Los guerrilleros tienen sillas de plástico y una mesa de madera. Allí una mujer robusta acompañada de cuatro hombres armados pesan las maletas, y, según el diámetro y tamaño del equipaje, cobran vacuna. Las más pequeñas deben pagar 10.000 pesos, y las más grandes pueden facturar hasta 70.000 pesos. Los controles no terminan ahí. La maleta escogida por los guerrilleros es revisada minuciosamente: prenda por prenda. El costo por pasar maletas con ropa usada se incrementó en época de la pandemia, porque Maduro advirtió que el coronavirus iba impregnado en vestimenta de segunda; por eso prohibió su ingreso, y los violentos sacan provecho de esa información tergiversada e irresponsable.
El control del ELN es tan grande que cada tanto amarran a un maletero a los árboles y lo dejan ahí algunas horas o hasta días completos. Según Jorge, esos son los castigos que reciben los maleteros si un viajero no paga: “Ellos piensan que uno es el que se está quedando con la plata de ellos”. Es decir, si el viajero llega hasta el retén de la guerrilla sin plata, la culpa es de quien los acompaña. El pago a la guerrilla no es el último peaje irregular en la trocha. Ya en el estado de Táchira se deben atravesar barrios de invasión, donde miembros de la Guardia Bolivariana también cobran por avanzar.
José ha logrado llegar hasta suelo venezolano con la carga completa, pero sin dinero. La travesía en tiempo duró alrededor de 20 minutos, pero, en costos, lo dejó en cifras rojas. Gastó el último centavo tratando de persuadir a un guardia para completar el viaje.
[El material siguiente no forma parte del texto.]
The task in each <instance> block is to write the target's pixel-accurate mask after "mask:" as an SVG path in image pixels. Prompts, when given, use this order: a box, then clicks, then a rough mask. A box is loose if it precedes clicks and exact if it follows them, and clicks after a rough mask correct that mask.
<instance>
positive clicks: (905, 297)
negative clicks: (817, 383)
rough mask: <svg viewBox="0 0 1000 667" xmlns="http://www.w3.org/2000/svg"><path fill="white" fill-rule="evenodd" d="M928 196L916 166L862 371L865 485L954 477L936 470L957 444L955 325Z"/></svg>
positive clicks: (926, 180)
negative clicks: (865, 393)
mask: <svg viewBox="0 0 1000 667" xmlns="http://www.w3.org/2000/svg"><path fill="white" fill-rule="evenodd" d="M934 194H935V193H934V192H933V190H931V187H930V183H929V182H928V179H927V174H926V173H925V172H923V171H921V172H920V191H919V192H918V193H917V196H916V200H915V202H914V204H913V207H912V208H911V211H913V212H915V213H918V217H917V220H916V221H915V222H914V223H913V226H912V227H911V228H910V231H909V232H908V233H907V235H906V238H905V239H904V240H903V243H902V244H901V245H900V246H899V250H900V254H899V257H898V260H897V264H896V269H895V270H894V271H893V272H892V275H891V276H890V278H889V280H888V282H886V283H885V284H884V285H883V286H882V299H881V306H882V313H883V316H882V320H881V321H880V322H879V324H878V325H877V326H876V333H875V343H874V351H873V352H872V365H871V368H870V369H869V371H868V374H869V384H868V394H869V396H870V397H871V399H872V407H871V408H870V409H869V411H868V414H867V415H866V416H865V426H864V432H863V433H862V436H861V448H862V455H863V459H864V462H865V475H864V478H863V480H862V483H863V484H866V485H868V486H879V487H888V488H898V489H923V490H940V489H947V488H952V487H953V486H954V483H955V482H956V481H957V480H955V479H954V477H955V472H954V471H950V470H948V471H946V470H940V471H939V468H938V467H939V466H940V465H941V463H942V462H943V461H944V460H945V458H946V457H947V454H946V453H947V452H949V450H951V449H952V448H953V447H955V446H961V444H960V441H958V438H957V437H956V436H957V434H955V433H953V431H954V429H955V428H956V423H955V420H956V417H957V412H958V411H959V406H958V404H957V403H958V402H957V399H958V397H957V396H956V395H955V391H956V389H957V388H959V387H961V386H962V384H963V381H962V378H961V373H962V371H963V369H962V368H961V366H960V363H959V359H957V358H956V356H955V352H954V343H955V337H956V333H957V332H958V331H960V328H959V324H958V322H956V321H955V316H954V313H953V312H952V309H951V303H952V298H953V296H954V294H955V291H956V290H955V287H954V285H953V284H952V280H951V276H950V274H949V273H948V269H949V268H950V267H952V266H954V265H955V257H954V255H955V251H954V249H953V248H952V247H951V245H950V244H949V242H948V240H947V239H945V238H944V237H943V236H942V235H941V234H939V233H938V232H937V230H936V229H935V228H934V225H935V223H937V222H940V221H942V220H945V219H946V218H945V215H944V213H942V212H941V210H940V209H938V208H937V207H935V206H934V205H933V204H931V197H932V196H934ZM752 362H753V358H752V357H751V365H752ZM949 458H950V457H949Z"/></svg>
Mientras eso ocurría en el paso irregular, en el puente Simón Bolívar se ve un pálido movimiento de viajeros entre las seis de la mañana y las cinco de la tarde de cada día. Leidy aprovecha ese horario para cruzar desde Venezuela.
Ha hecho amistad con algunos guardias y puede transitar sin problema por el paso oficial. Todos los días llega a Colombia y trabaja por horas limpiando en algún establecimiento comercial; luego, al caer la noche, se devuelve a Venezuela con unas libras de arroz y uno que otro alimento no perecedero en su morral. Prefiere el pago con comida, así es más fácil alimentar a sus padres, mayores de 70 años, y a su hija, de 6, que viven a tres horas de San Antonio de Táchira.
Dice que siempre llora mientras camina para descargarse de todo lo negativo del día; de esta forma, cuando llega a su casa, está vaciada de las malas energías y recibe a su familia con una sonrisa. Les cuenta que del otro lado todo está mejorando y pronto regresará a la normalidad; aunque ella sabe que no es así, prefiere alimentar la esperanza que ser portadora de malas noticias. Su historia y la de José parecen calcadas. Uno cruza entre ríos, y la otra, por un puente semiabierto.
El drama no distingue terrenos ni necesidades, pero quienes tienen el control legal e ilegal atizan el desconsuelo de los que no cuentan con nada y luchan por arañar algo de fortuna, aunque les toque pasar por mil obstáculos.